1. What is the structure of the Indian Judiciary?
Ans. The Indian Judiciary consists of three levels - the Supreme Court, the High Courts, and the subordinate courts. The Supreme Court is the highest judicial body in the country and has the power of judicial review. The High Courts are present in each state and union territory, and they are responsible for the administration of justice within their jurisdiction. The subordinate courts include district courts, sessions courts, and various other specialized courts.
2. How are judges appointed in the Indian Judiciary?
Ans. Judges in the Indian Judiciary are appointed by the President of India based on the recommendations of the collegium system. The collegium system consists of a group of senior judges who make recommendations for judicial appointments. The Chief Justice of India plays a crucial role in the collegium system, and the recommendations are subject to approval by the President.

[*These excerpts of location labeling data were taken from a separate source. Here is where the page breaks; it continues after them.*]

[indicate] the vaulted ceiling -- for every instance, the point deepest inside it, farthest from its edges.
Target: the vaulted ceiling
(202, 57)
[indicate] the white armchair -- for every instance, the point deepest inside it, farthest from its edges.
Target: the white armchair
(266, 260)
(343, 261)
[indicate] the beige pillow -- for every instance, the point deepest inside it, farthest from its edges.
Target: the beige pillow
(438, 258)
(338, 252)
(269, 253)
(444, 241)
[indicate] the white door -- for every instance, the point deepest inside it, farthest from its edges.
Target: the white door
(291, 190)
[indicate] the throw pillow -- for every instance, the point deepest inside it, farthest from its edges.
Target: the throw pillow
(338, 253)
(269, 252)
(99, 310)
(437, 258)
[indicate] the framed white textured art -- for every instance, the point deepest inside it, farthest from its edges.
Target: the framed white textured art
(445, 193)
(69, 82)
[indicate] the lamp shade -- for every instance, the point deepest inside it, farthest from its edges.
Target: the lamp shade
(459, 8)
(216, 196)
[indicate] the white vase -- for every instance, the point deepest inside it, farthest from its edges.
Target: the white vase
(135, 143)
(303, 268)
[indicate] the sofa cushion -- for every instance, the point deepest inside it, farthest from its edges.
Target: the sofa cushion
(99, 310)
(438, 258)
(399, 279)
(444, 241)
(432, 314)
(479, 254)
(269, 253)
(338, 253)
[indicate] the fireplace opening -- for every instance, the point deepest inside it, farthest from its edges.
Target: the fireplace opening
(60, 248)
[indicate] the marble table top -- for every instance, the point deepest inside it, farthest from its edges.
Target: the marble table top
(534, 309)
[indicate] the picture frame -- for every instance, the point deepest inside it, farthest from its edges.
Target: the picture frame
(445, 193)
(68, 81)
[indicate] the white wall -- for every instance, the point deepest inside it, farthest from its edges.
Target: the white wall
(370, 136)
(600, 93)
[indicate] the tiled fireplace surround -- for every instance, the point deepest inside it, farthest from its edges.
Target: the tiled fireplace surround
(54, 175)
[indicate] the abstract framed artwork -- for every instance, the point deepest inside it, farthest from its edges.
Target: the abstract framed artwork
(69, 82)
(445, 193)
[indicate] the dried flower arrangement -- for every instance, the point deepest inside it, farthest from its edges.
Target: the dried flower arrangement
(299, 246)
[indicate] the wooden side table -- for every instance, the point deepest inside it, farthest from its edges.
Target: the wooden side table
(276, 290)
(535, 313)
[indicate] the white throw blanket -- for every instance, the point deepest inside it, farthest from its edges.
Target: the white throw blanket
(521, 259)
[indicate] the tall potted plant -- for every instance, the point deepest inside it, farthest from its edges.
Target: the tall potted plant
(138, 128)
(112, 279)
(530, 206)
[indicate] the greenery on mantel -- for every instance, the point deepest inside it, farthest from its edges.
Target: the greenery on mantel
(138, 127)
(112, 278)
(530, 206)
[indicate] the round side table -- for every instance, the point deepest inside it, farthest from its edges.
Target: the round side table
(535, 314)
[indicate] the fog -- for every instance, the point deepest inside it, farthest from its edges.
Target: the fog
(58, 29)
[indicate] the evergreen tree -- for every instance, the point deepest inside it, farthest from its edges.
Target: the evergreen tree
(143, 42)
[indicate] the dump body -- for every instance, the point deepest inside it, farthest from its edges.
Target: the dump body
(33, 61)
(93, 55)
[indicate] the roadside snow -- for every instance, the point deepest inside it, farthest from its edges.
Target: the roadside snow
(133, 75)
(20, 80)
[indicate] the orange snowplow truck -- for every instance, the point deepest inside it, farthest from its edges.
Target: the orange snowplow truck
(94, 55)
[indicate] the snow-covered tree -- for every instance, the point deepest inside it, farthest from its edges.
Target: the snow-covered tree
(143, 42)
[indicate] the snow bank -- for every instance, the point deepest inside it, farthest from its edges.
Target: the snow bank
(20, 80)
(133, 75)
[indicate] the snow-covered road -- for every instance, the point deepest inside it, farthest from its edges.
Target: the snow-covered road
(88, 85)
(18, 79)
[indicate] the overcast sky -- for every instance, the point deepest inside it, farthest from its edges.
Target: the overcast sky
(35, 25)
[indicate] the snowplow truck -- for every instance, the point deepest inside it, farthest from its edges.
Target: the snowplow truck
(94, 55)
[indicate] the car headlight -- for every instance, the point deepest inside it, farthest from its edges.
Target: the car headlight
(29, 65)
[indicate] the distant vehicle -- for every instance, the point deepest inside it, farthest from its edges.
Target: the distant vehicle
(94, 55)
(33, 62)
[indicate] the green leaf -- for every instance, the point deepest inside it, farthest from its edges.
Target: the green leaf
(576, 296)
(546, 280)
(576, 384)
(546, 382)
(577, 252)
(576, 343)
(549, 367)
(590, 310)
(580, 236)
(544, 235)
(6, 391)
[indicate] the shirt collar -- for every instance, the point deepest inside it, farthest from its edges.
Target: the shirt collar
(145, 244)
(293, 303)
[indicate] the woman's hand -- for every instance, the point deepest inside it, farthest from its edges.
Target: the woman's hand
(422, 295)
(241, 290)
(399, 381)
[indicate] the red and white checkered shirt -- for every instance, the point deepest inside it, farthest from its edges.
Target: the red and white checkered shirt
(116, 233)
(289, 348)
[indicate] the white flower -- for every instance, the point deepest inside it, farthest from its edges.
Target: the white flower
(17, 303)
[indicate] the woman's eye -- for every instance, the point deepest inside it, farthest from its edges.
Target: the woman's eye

3. What is the role of the Supreme Court in the Indian Judiciary?
Ans. The Supreme Court of India is the highest judicial authority in the country. Its primary role is to interpret the Constitution and ensure the protection of fundamental rights. The Supreme Court has the power of judicial review, which allows it to strike down any law or government action that is found to be unconstitutional. It also acts as the final appellate court, hearing appeals from the High Courts and other lower courts.
4. How does the Indian Judiciary ensure the independence of the judiciary?
Ans. The Indian Judiciary ensures the independence of the judiciary through various measures. Firstly, judges are appointed based on the recommendations of the collegium system, which helps in maintaining their independence from the executive branch. Secondly, judges have security of tenure, meaning they cannot be easily removed from their positions. Thirdly, the judiciary is not subject to the control or influence of the legislature or the executive, allowing it to make impartial decisions.
5. What are some challenges faced by the Indian Judiciary?
Ans. The Indian Judiciary faces several challenges, including a large backlog of cases, delays in the disposal of cases, lack of adequate infrastructure, and shortage of judges. The backlog of cases often leads to long waiting periods for justice, impacting the faith of people in the judicial system. Additionally, the shortage of judges affects the efficiency of the judiciary in delivering timely justice. These challenges require reforms and investments to strengthen the Indian Judiciary.